Perché chi ha il cancro – lo sa chi ha postato con orgoglio la propria foto perchè quella sfida l’ha vinta – spesso vive nelle sale d’attesa e nelle sale d’attesa dei malati non c’è il WI FI. Quindi, non vi hanno visto. Se vi hanno visto, però, probabilmente hanno pensato che stavolta potevamo abdicare e sfidarci in silenzio, di quellli sani, magari quelli che ci portano a donare porzioni di noi stessi a qualcuno piuttosto che riportare il solito”bellissima” sotto la foto in bianco e nero degli sfidanti.
Pensate con che tenerezza ci hanno guardato mentre provavamo a farci paladini solidali e contavamo i like! Pensate quante foto avremmo postato se la sfida – in questo caso davvero difficile – avesse previsto un cambiamento repentino nel look, magari una foto… udite udite, senza capelli!
Che fine avrebbe fatto quell’inno al coraggio, “accetto la sfida!”, postato con orgoglio e luce perfetta?
Posso dirlo? Nessuno, pochi, pochissimi sarebbero stati gli sfidanti se questa fosse stata quella vera, quella cruda che svilisce le qualità che noi riteniamo di avere tanto da scegliere la foto che riteniamo migliore.
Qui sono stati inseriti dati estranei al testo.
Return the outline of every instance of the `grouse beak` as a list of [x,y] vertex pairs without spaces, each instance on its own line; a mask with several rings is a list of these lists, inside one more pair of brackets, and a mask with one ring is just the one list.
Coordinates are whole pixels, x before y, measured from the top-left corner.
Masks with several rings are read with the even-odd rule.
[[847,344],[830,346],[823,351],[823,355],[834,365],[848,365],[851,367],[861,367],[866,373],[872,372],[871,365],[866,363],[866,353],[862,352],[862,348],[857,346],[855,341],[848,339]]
Neanche io, per esempio, l’ho fatto oggi, preferendo nella foto nascondere i capelli sotto il foulard.
Il punto è che la solidarietà è silenziosa e quando non lo è non ha niente a che vedere con Zuckerberg ma ha a che vedere con quanto siamo disposti a fare senza il consenso di alcuno e soprattutto senza il riconoscimento pubblico. Oppure, nel caso di specie, a quanto di noi siamo disposti a rinunciare per solidarietà.
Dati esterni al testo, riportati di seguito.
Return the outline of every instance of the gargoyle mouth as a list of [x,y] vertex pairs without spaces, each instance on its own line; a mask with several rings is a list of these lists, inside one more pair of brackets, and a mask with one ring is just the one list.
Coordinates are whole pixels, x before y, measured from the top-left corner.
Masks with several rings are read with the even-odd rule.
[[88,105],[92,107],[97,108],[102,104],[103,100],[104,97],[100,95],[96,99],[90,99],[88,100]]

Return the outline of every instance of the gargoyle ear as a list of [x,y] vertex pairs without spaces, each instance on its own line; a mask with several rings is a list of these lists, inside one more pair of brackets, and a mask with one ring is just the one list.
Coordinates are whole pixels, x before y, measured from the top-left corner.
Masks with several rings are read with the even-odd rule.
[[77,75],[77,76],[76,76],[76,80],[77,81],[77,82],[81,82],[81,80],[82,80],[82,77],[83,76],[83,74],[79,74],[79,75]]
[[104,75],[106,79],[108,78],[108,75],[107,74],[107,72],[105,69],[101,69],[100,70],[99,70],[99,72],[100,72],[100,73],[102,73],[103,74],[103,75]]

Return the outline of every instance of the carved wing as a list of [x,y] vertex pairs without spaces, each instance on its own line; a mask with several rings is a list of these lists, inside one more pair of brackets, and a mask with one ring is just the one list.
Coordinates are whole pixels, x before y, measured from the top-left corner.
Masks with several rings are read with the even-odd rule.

Ho conosciuto tanta gente che combatte o che ha combattuto, guerrieri di luce senza sosta né resa. Li ho visti camminare col capo alto e rassicurare gli altri facendoli sentire “piccoli”. Alcuni ci sono ancora e hanno vinto la Guerra (perché questo è!) planando sulle miserie della vita. Altri, seppur guerrieri, l’hanno persa e c’era più dignita in loro, più vita in loro che in queste sfide. O almeno per come abbiamo mostrato di concepirle.
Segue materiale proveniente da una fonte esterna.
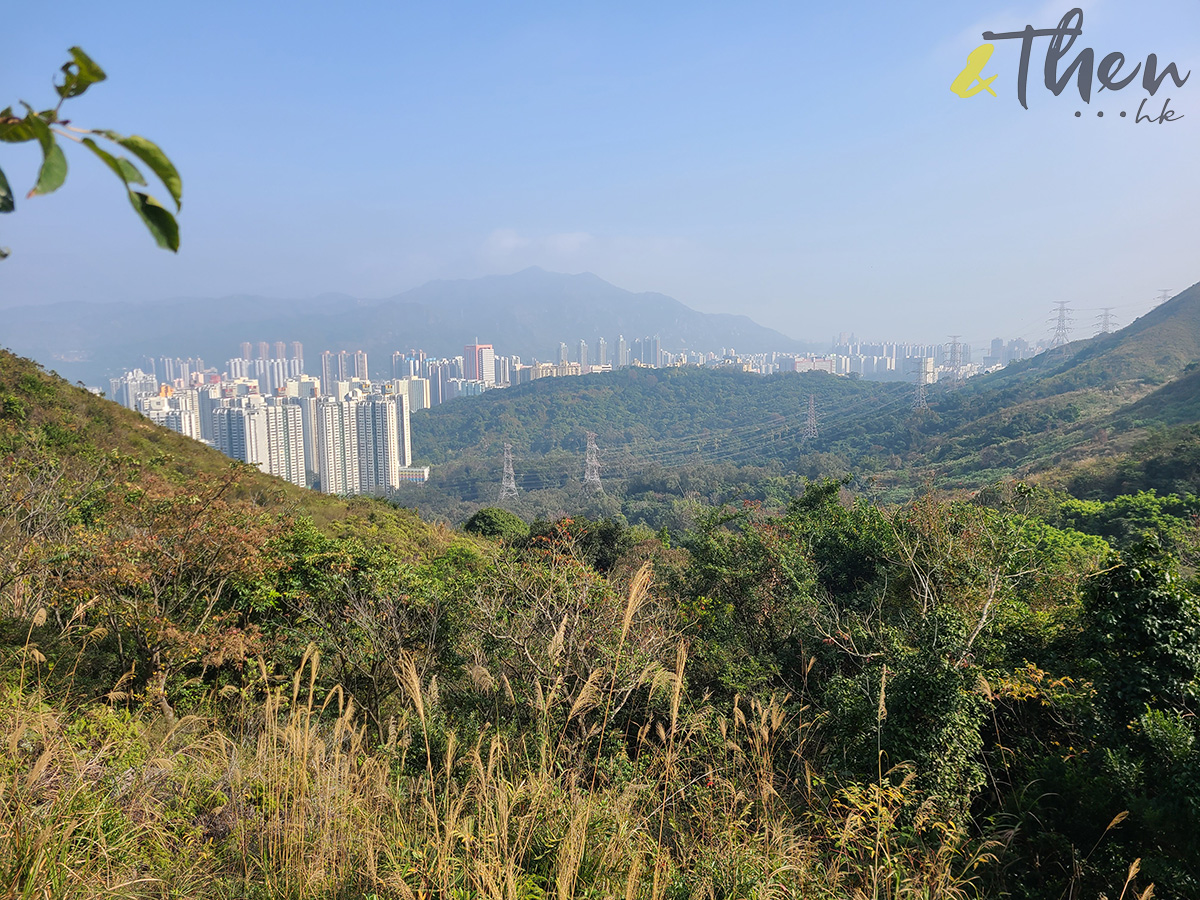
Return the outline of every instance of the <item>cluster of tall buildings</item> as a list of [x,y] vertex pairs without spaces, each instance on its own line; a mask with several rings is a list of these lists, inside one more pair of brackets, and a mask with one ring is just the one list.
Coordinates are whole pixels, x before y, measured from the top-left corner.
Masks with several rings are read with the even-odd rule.
[[142,368],[110,382],[110,396],[152,421],[203,440],[236,460],[292,484],[337,494],[386,494],[428,479],[412,460],[410,415],[456,397],[538,378],[608,372],[625,366],[733,367],[745,372],[829,372],[877,380],[932,384],[961,380],[1044,349],[1016,340],[991,342],[988,354],[953,338],[944,344],[862,342],[839,335],[828,353],[738,354],[667,350],[658,335],[612,347],[600,337],[558,344],[553,361],[498,355],[490,343],[463,347],[462,355],[436,358],[397,350],[390,378],[376,377],[364,350],[325,350],[320,374],[307,374],[299,342],[245,342],[241,355],[218,372],[197,358],[146,358]]
[[366,354],[326,353],[318,380],[305,374],[299,343],[263,342],[257,355],[247,355],[254,349],[244,343],[242,355],[228,360],[224,372],[199,360],[146,360],[149,372],[134,368],[112,379],[110,396],[302,487],[386,496],[428,480],[428,467],[414,467],[412,451],[412,397],[424,396],[422,379],[372,382]]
Nelle sale d’attesa dei malati non sai mai chi è il malato e chi il sostegno, lo capisci solo quando ne chiamano il numero e li vedi alzarsi, scomparire dietro quella porta e accomodarsi in poltrona il tempo necessario per bombardare il drago di fuoco. Chi attende prega, gioca, guarda un punto fisso nel vuoto, ripassa i colori, sfida la vertigine, si perde e non si arrende.
Nelle sale di attesa dei malati siamo tutti un po’ malati ma mai grigi, mai in bianco e nero. E il dolore e l’amore e il rispetto sono lì, figli della stessa corona ma di casati diversi.
A voi, uomini e donne seduti su quella poltrona, alle donne con i foulard colorati, agli uomini dalla chioma folta che stanno pensando di tagliarla prima che il signorino chemio gliela falci, ai bambini e alle bambine le cui madri, ventri gentili, raccontano le favole e gli baciano la testa senza riccioli capricciosi! A loro e ai fantasmi della paura che portano dentro! Possiate fregarci tutti e sfidarci ad avere la vostra compostezza!